Livestock prices: The price of livestock remains atypically elevated, reflecting both the high costs of production (feed and water) and the impact of inflation on sale values. This trend is observed across the zone, including in the south, where livestock are in poor body condition that often renders them unsalable. Households that still own livestock in salable condition are selling more livestock than usual to cover the high costs of feeding and watering their animals as well as the high cost of staple foods. In January 2023, goat prices were about 172 percent higher than the five-year average and 62 percent higher than at the same time last year.
Terms of trade (ToT): The livestock-to-rice terms of trade are below normal, reflecting that increasing livestock prices have not kept pace with rising rice prices. In January 2023, an average household would need to sell one goat in Warder market to purchase 50 kgs of rice, roughly equivalent to one meal per day for 45 days. The terms of trade in January 2023 are around 20 percent lower than in January 2020 but nearly 80 percent higher than during the 2017 drought. While the terms of trade are relatively favorable compared to other areas, the main constraint is whether a household has livestock in salable condition and/or a household can sell their remaining livestock without risking destitution.

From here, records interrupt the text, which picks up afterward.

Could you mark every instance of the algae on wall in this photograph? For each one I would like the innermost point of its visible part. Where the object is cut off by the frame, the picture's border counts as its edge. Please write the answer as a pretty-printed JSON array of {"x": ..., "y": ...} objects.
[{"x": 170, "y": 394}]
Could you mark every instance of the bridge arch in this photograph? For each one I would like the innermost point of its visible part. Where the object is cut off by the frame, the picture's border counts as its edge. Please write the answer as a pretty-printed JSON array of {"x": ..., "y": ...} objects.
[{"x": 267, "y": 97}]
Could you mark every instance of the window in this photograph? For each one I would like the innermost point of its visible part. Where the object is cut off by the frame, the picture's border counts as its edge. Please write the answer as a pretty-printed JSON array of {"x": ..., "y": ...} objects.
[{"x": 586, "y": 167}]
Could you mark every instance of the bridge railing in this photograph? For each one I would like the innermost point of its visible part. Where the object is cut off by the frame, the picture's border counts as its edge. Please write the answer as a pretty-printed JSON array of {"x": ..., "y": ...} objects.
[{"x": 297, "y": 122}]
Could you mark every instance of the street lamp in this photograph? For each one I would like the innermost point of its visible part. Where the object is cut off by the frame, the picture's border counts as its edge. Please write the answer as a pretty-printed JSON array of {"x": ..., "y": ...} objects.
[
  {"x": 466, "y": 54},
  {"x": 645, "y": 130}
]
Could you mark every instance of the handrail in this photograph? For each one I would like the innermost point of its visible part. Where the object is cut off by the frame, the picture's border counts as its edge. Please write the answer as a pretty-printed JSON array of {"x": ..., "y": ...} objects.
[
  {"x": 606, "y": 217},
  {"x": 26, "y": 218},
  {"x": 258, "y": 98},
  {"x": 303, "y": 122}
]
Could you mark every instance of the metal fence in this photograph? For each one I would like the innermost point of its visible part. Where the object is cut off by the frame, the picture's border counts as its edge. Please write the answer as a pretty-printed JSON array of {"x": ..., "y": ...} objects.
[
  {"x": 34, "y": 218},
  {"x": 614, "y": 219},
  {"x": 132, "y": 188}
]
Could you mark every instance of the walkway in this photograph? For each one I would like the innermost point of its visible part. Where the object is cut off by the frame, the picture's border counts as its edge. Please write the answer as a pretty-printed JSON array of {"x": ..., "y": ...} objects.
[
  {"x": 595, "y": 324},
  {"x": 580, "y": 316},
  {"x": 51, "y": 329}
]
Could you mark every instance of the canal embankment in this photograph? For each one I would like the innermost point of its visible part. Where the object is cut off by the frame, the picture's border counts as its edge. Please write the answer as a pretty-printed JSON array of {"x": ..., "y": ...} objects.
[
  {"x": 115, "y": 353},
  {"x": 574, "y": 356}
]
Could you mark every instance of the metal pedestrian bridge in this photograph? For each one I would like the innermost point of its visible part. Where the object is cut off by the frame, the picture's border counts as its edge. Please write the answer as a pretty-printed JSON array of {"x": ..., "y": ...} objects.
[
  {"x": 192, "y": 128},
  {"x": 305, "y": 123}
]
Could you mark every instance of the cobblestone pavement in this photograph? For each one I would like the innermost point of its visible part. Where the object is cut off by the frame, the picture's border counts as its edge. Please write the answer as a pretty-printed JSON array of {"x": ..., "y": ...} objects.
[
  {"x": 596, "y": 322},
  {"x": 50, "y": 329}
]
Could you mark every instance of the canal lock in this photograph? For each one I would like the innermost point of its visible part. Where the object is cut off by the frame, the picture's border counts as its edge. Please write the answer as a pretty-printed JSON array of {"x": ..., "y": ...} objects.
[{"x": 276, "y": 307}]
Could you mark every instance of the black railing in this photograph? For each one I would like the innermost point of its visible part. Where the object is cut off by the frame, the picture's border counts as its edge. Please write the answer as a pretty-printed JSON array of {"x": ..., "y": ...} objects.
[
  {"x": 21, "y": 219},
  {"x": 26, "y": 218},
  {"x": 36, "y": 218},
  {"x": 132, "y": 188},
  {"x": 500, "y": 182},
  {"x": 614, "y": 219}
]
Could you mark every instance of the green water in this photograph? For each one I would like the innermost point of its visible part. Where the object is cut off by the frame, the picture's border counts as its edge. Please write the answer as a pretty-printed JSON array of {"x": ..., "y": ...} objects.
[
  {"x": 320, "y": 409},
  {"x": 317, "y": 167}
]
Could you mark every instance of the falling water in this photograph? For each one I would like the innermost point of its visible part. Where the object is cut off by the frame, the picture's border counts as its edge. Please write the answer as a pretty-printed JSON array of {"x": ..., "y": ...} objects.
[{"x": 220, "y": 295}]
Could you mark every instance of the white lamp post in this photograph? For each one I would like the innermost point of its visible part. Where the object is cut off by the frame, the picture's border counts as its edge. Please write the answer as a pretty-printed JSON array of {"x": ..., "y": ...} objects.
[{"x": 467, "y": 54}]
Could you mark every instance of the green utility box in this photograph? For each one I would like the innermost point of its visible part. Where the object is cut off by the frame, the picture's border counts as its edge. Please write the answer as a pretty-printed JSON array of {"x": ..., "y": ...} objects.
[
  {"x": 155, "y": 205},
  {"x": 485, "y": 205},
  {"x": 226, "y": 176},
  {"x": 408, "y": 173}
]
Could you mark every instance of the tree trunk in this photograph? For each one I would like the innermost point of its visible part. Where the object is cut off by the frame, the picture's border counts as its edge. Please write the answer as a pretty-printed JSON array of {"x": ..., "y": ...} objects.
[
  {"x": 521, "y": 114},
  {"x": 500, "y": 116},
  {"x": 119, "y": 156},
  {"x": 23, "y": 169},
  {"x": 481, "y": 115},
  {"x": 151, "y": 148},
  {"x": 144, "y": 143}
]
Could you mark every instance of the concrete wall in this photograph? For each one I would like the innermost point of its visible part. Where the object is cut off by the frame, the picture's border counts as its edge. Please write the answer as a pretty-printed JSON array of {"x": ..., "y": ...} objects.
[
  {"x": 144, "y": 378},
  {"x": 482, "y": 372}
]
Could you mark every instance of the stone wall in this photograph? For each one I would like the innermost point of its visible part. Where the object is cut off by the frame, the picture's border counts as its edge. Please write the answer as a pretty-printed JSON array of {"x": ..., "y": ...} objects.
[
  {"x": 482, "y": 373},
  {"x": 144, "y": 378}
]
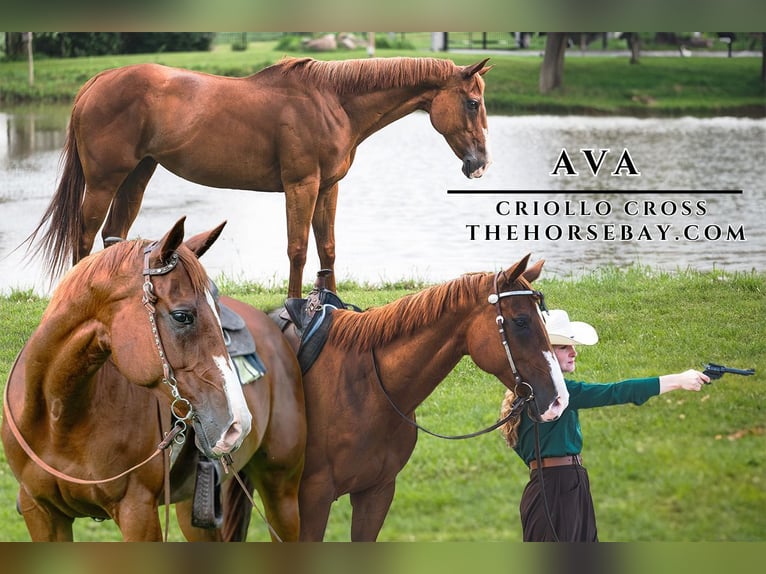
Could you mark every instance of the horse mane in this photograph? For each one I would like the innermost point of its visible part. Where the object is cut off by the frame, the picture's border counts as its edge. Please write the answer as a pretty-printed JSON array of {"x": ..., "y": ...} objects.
[
  {"x": 358, "y": 76},
  {"x": 380, "y": 325},
  {"x": 109, "y": 261}
]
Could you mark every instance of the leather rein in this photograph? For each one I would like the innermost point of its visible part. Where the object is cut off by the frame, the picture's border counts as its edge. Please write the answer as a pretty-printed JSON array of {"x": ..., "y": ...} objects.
[
  {"x": 519, "y": 402},
  {"x": 177, "y": 433}
]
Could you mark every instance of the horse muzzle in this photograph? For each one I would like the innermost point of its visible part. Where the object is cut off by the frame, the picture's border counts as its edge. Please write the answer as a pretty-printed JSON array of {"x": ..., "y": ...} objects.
[
  {"x": 474, "y": 167},
  {"x": 227, "y": 441},
  {"x": 555, "y": 409}
]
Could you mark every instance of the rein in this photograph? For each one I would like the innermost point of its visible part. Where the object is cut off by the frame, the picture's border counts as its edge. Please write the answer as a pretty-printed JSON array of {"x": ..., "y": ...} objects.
[{"x": 519, "y": 402}]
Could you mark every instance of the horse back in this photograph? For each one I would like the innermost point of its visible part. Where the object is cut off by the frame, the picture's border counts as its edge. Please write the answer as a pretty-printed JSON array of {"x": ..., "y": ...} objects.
[{"x": 276, "y": 400}]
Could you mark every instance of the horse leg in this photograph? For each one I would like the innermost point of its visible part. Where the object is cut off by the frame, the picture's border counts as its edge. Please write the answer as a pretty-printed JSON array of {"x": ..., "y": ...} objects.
[
  {"x": 95, "y": 205},
  {"x": 369, "y": 511},
  {"x": 192, "y": 533},
  {"x": 127, "y": 201},
  {"x": 138, "y": 520},
  {"x": 300, "y": 201},
  {"x": 314, "y": 501},
  {"x": 44, "y": 523},
  {"x": 324, "y": 231},
  {"x": 279, "y": 492}
]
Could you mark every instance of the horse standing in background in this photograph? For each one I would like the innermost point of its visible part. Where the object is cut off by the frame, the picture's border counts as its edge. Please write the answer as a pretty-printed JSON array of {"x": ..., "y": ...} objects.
[{"x": 293, "y": 127}]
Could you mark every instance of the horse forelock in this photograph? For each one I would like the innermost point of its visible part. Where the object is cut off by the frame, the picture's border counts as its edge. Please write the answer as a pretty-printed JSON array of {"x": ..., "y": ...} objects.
[
  {"x": 380, "y": 325},
  {"x": 363, "y": 75},
  {"x": 119, "y": 259}
]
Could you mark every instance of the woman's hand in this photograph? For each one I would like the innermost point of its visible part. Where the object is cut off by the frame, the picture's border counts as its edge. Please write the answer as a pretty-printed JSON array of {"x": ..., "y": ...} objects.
[{"x": 690, "y": 380}]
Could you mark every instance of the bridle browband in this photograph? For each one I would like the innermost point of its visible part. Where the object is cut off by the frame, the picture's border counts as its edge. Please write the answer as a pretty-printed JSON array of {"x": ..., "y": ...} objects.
[{"x": 519, "y": 402}]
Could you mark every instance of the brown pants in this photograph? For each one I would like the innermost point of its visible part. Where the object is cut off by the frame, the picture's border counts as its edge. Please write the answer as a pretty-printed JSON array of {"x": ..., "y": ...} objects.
[{"x": 567, "y": 490}]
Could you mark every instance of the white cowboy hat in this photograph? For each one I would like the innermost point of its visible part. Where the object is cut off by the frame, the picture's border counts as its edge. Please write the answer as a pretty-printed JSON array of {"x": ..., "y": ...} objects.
[{"x": 562, "y": 331}]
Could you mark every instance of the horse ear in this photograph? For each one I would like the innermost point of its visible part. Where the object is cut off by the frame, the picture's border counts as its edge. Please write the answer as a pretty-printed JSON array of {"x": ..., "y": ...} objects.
[
  {"x": 477, "y": 68},
  {"x": 201, "y": 242},
  {"x": 533, "y": 272},
  {"x": 516, "y": 270},
  {"x": 169, "y": 243}
]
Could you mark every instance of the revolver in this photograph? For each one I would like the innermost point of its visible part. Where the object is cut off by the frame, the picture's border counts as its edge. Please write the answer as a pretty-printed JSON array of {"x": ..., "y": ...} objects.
[{"x": 717, "y": 371}]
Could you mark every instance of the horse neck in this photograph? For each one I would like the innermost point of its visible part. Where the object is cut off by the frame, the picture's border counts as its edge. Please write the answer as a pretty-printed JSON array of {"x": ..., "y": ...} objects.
[
  {"x": 417, "y": 363},
  {"x": 372, "y": 111},
  {"x": 61, "y": 357}
]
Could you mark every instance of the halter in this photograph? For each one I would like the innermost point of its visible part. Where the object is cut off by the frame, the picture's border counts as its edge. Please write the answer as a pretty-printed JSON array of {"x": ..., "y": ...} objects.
[
  {"x": 495, "y": 299},
  {"x": 149, "y": 299},
  {"x": 518, "y": 403}
]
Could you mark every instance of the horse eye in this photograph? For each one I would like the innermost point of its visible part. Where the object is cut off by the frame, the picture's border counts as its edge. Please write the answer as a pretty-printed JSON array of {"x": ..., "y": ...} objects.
[{"x": 182, "y": 317}]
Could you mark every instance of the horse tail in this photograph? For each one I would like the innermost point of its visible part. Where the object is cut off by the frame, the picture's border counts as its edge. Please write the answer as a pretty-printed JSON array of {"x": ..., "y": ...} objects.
[
  {"x": 237, "y": 510},
  {"x": 63, "y": 216}
]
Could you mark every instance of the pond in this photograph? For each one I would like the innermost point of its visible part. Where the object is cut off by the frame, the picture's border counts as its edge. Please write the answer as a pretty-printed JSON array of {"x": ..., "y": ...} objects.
[{"x": 668, "y": 193}]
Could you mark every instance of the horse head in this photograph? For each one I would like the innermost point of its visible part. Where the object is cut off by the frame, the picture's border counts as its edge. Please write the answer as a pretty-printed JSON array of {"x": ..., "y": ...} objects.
[
  {"x": 521, "y": 355},
  {"x": 173, "y": 334},
  {"x": 457, "y": 112}
]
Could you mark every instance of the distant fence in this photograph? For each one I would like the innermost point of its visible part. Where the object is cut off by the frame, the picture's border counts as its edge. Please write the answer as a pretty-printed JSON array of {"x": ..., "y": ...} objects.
[{"x": 487, "y": 40}]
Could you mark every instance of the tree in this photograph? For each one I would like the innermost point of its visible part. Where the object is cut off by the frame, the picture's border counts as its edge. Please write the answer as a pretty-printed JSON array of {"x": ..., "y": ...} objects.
[
  {"x": 633, "y": 40},
  {"x": 552, "y": 70}
]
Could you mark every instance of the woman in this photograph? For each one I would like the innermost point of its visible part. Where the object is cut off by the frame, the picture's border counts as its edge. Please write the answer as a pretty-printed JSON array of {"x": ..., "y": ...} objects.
[{"x": 565, "y": 513}]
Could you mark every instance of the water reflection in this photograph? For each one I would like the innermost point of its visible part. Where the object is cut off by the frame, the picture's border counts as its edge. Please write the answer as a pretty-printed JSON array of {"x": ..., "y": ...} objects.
[
  {"x": 29, "y": 130},
  {"x": 396, "y": 220}
]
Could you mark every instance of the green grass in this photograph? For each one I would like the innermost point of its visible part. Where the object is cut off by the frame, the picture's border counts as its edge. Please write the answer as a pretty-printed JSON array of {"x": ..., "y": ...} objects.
[
  {"x": 657, "y": 86},
  {"x": 682, "y": 467}
]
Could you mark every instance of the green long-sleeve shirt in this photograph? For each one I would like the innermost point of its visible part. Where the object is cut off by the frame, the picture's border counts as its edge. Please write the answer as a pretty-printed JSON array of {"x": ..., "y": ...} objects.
[{"x": 563, "y": 436}]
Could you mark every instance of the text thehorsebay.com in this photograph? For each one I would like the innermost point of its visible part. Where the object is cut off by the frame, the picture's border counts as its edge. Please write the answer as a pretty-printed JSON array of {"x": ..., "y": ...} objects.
[{"x": 626, "y": 215}]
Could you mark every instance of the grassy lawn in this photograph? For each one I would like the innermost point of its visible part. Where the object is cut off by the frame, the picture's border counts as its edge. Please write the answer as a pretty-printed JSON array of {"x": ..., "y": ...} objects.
[
  {"x": 667, "y": 86},
  {"x": 682, "y": 467}
]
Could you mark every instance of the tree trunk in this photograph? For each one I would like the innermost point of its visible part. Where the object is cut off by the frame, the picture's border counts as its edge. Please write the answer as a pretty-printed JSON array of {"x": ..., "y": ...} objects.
[
  {"x": 552, "y": 70},
  {"x": 763, "y": 59},
  {"x": 30, "y": 58},
  {"x": 634, "y": 43}
]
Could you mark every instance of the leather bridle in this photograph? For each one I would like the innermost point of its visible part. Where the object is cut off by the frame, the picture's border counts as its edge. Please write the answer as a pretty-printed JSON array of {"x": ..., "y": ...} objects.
[{"x": 519, "y": 402}]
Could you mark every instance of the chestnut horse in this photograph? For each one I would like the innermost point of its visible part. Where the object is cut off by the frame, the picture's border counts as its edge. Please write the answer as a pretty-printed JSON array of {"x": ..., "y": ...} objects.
[
  {"x": 96, "y": 386},
  {"x": 293, "y": 127},
  {"x": 357, "y": 442}
]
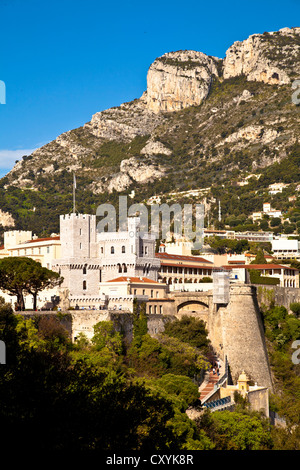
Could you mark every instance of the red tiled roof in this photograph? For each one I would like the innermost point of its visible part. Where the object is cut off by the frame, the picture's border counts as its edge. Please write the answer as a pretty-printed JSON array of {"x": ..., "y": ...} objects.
[
  {"x": 144, "y": 280},
  {"x": 260, "y": 266},
  {"x": 43, "y": 239},
  {"x": 168, "y": 256}
]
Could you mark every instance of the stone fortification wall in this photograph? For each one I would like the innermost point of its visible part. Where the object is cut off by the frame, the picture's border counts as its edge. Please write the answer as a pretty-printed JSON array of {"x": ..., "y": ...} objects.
[
  {"x": 279, "y": 295},
  {"x": 83, "y": 321},
  {"x": 237, "y": 331}
]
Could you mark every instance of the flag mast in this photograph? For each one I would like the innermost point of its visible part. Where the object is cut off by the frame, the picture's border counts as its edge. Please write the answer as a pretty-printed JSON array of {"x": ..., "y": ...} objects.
[{"x": 74, "y": 187}]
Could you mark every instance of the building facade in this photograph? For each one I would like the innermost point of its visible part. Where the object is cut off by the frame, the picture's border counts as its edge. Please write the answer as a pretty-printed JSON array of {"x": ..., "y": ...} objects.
[{"x": 89, "y": 258}]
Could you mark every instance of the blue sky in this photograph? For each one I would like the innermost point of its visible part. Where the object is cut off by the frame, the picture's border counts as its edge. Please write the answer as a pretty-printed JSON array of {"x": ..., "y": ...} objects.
[{"x": 62, "y": 61}]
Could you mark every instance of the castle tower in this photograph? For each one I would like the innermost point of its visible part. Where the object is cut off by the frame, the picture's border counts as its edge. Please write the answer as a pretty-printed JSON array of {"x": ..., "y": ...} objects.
[
  {"x": 78, "y": 263},
  {"x": 236, "y": 330},
  {"x": 78, "y": 236}
]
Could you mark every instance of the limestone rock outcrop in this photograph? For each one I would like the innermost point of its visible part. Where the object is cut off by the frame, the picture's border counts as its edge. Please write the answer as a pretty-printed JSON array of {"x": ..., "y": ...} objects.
[
  {"x": 179, "y": 79},
  {"x": 271, "y": 58}
]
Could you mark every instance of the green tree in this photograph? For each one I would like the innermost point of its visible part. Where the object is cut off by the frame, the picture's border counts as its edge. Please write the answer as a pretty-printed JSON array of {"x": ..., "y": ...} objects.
[
  {"x": 40, "y": 278},
  {"x": 295, "y": 307},
  {"x": 259, "y": 258},
  {"x": 190, "y": 330},
  {"x": 105, "y": 336},
  {"x": 241, "y": 430},
  {"x": 19, "y": 275}
]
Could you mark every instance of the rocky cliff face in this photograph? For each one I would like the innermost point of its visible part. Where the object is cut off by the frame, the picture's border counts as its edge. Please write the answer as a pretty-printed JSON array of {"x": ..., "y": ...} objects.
[
  {"x": 149, "y": 138},
  {"x": 272, "y": 58},
  {"x": 180, "y": 79}
]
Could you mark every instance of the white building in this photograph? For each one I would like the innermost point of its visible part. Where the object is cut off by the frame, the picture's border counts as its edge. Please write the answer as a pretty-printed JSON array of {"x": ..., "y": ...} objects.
[
  {"x": 286, "y": 249},
  {"x": 89, "y": 258},
  {"x": 43, "y": 250}
]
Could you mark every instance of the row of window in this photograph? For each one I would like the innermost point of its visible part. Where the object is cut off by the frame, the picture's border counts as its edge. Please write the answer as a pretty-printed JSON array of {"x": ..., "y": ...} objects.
[{"x": 32, "y": 251}]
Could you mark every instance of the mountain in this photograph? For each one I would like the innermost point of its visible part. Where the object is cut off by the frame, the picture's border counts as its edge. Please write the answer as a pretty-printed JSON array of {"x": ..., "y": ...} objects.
[{"x": 203, "y": 122}]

Humanitarian food assistance: As of February, round five of humanitarian assistance distribution was ongoing. Nearly 400,000 people received assistance between in February in each round in Dollo and Korahe zones. Each round of assistance is covering nearly 50 percent of a households kilocalorie needs for about 60 days.
Acute malnutrition: TFP admission rates are high in Dollo Zone, but less severe than the peak of the previous drought in 2016/17. TFP admissions in Korahe Zone are also among the highest in the Somali Region. For instance, there were 7,318 total admissions in Dollo Zone from January to December 2022, while the admission rate from January to December 2017 was 18,931. This means TFP admissions in 2022 in Dollo zone were 72 percent lower than during the 2017 drought. In Korahe Zone, TFP admissions are also high with over 1,524 admissions in January and February.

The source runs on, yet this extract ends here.